As for why poems in the Kantian mold are comparatively rare at the moment, I can speculate but not much more than that. The relative ascendancy of the moral does not seem inevitable on the face of it. Supposing poets felt keenly the culture’s shallow sensuality and self-chastisements for it, I think I can imagine a nearby universe where they interpreted these as an underdevelopment of the aesthetic, to be remedied, rather than a corruption of it, to be worked around. But this does not appear to be what is happening. The actuality is subscription to the fallacy of the aesthetic as anesthetic, and an asymmetry of sensibility which riddles the aesthetic response with skepticism while welcoming the moral one as ipso facto authentic. Yet, when fully imagined in their relation to art, the aesthetic and the moral seem to have similar potential for mediating among people and securing our mutual intelligibility. Both, Schellekens writes, are
deeply intertwined with our relations to other persons (past, present and future), not merely in terms of thought, action and reaction, but also in respect of the opportunities we want to enable them to have and the kind of experiences we want to be available to them. One could say that aesthetic and moral value puts our lives in a certain kind of perspective, one that is simultaneously internal to humankind and yet external to our individual selves.

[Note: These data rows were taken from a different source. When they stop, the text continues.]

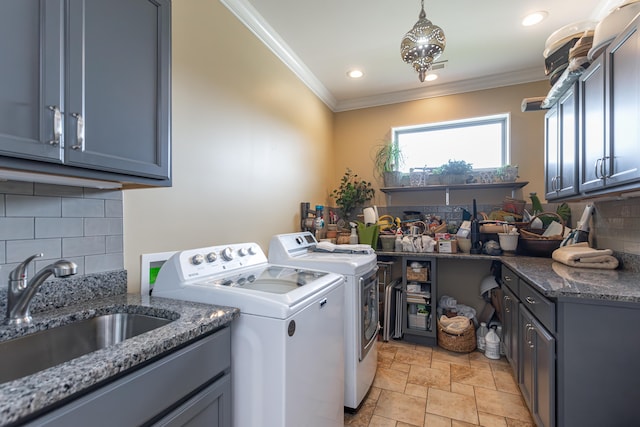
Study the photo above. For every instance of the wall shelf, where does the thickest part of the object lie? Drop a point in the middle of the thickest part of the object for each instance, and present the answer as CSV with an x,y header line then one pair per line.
x,y
447,189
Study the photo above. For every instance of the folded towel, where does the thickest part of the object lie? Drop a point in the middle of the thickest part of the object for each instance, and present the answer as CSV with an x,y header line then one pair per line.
x,y
581,255
350,249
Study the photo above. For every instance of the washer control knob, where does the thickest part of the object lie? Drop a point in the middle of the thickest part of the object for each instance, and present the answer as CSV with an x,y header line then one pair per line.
x,y
227,254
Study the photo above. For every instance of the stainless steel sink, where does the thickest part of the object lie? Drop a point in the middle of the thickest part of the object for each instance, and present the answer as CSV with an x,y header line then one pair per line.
x,y
41,350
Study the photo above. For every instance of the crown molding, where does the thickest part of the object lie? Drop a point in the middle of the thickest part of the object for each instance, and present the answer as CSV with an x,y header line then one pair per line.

Something sounded almost familiar about this formulation, and it eventually struck me how well the statement fares when you replace its subject with “poetry.” That trick is not so surprising, of course, if one conceives of art in the first place as a vehicle for aesthetic and moral value. But it suggests that poetry’s quasi-social functions depend on that value, and presumably find increased fulfillment in its variety, complication, and depth. In The Magic Mountain there is a throwaway moment when the hero goes for a walk, singing: “The bards do praise both love and wine, / Yet virtue still more often.” There is no stopping any of the three, but the first and second could be of more help with the third.